Authors: Alan Jacobson
“I wanted Mark Safarik.”
Vail nodded.
Hey, if it was me, I’d want Safarik, too.
But she kept that to herself. “He’s not available. You get me.”
Burden pulled his leather jacket tighter as the wind whipping off the Bay blew through his thin shirt.
Vail shivered. “What’s up with your weather? It’s July. If I’d known it was gonna be this goddamn cold, I’d have packed a jacket and gloves.”
Burden pulled a key from his pocket and unlocked the door to the house. “Don’t you know the famous quote?”
Vail frowned. “I know a lot of famous quotes, Inspector. You have a particular one in mind?”
“‘The coldest winter I ever spent was a summer in San Francisco.’ Mark Twain. Well, some think Twain said it.”
“Never heard it.”
Burden moved inside the house. “The city’s weather is kind of like Australia, all messed up calendar-wise.”
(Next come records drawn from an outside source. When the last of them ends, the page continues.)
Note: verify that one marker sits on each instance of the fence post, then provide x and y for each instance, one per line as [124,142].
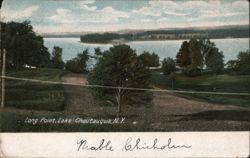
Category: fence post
[3,81]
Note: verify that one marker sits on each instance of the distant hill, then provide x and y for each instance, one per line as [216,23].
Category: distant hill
[233,31]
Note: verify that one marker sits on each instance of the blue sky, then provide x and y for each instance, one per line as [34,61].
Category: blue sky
[57,16]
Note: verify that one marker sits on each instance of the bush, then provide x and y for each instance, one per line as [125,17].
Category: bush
[168,66]
[149,60]
[192,71]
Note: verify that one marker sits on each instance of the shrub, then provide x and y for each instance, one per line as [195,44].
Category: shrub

Vail eyed him. “Okay. Right. San Francisco is Australia. Got it.” She followed him in through the door and up the stairs.
“Any security other than locks on the doors?”
“Nope.” Burden led her inside, to the mouth of the living room. “That bedroom there,” he said, gesturing down the hall with a nod of his chin. “That’s where the body was found.”
“Got another piece of gum?” Vail asked.
“It’s Nicorette.”
She lifted her eyebrows. “In that case, I’ll pass.”
“By the way. You can drop the Inspector crap. Guys in the unit call me Birdie.”
Vail eyed him. “Birdie.”
Burden shrugged a shoulder. “Yeah, I didn’t like it either at first. But after twenty years, I’ve kind of embraced it. Burden works, too. Don’t really care for Lance. No one calls me by my first name. Except my mother.”
“What about your wife?”
“She calls me jackass.” He apparently noted Vail’s confusion. “We’re divorced.”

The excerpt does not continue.